ASEAN dan Uni Eropa Didesak Berantas Perbudakan Modern di Laut

eksploitasi dan perbudakan modern yang marak terjadi pada nelayan migran di sektor perikanan global

by VOICEINDONESIA.CO
0 comments
A+A-
Reset
Foto : Organisasi masyarakat sipil (CSO) dari kawasan ASEAN meluncurkan peringatan serius menjelang Dialog Kebijakan ASEAN-EU ke-6 tentang Hak Asasi Manusia (HAM).(dok.voiceindonesia.co)

VOICEINDONESIA.CO,Kuala Lumpur – Sejumlah organisasi masyarakat sipil (CSO) dari kawasan ASEAN meluncurkan peringatan serius menjelang Dialog Kebijakan ASEAN-EU ke-6 tentang Hak Asasi Manusia (HAM). Mereka mendesak ASEAN dan Uni Eropa (UE) untuk segera mengambil langkah konkret guna mengatasi eksploitasi dan perbudakan modern yang marak terjadi pada nelayan migran di sektor perikanan global.

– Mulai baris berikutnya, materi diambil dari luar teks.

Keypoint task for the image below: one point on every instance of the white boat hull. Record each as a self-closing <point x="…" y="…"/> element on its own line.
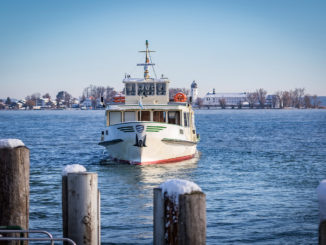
<point x="149" y="142"/>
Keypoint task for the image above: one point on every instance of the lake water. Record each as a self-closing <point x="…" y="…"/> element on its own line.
<point x="258" y="168"/>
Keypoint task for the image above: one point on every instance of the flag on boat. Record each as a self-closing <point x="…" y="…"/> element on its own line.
<point x="140" y="103"/>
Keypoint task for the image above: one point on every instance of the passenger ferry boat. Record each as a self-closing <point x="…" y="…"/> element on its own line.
<point x="144" y="127"/>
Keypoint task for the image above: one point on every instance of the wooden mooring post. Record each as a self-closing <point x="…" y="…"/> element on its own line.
<point x="81" y="208"/>
<point x="321" y="193"/>
<point x="14" y="184"/>
<point x="179" y="214"/>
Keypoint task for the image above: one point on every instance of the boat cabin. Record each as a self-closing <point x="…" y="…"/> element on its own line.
<point x="174" y="115"/>
<point x="146" y="91"/>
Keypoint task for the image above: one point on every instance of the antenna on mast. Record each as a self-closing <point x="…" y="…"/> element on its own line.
<point x="146" y="64"/>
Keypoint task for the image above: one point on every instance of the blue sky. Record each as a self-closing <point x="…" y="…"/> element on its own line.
<point x="232" y="46"/>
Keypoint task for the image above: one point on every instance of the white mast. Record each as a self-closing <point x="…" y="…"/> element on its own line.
<point x="146" y="64"/>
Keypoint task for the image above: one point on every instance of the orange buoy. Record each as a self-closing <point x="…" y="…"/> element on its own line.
<point x="180" y="97"/>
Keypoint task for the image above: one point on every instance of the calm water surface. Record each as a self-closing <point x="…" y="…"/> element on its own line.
<point x="258" y="168"/>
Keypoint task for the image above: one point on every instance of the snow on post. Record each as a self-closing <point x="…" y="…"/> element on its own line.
<point x="10" y="143"/>
<point x="179" y="213"/>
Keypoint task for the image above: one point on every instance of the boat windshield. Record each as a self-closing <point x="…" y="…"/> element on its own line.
<point x="174" y="117"/>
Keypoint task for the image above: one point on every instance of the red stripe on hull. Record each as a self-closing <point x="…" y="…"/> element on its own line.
<point x="170" y="160"/>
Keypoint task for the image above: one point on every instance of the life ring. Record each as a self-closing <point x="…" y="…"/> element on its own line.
<point x="180" y="97"/>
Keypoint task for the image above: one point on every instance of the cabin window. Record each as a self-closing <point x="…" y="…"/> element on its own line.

Pernyataan bersama ini merupakan konsolidasi dari Kelompok Kerja Solidaritas untuk Nelayan Migran (CSO) yang menggelar lokakarya pada 6-7 Oktober 2025 di Kuala Lumpur. Acara ini dihadiri oleh 35 perwakilan dari 20 organisasi dan mendapat dukungan dari Ketua AICHR Malaysia, HE Edmund Bon Tai Soon.

Juru bicara Kelompok Kerja menegaskan bahwa isu HAM, khususnya kerja paksa dan perbudakan modern, memiliki hubungan erat dengan agenda keberlanjutan perikanan, termasuk upaya memberantas Illegal, Unreported, and Unregulated (IUU) Fishing.

“Kami tidak bisa lagi memisahkan antara rantai pasok ikan yang berkelanjutan dengan kondisi kemanusiaan para pekerjanya. Tempat ikan Anda berasal mungkin saja terhubung dengan penderitaan dan eksploitasi,” tegas Direktur Eksekutif Human Right Working Group (HRWG), Daniel Awigra sebagai perwakilan CSO.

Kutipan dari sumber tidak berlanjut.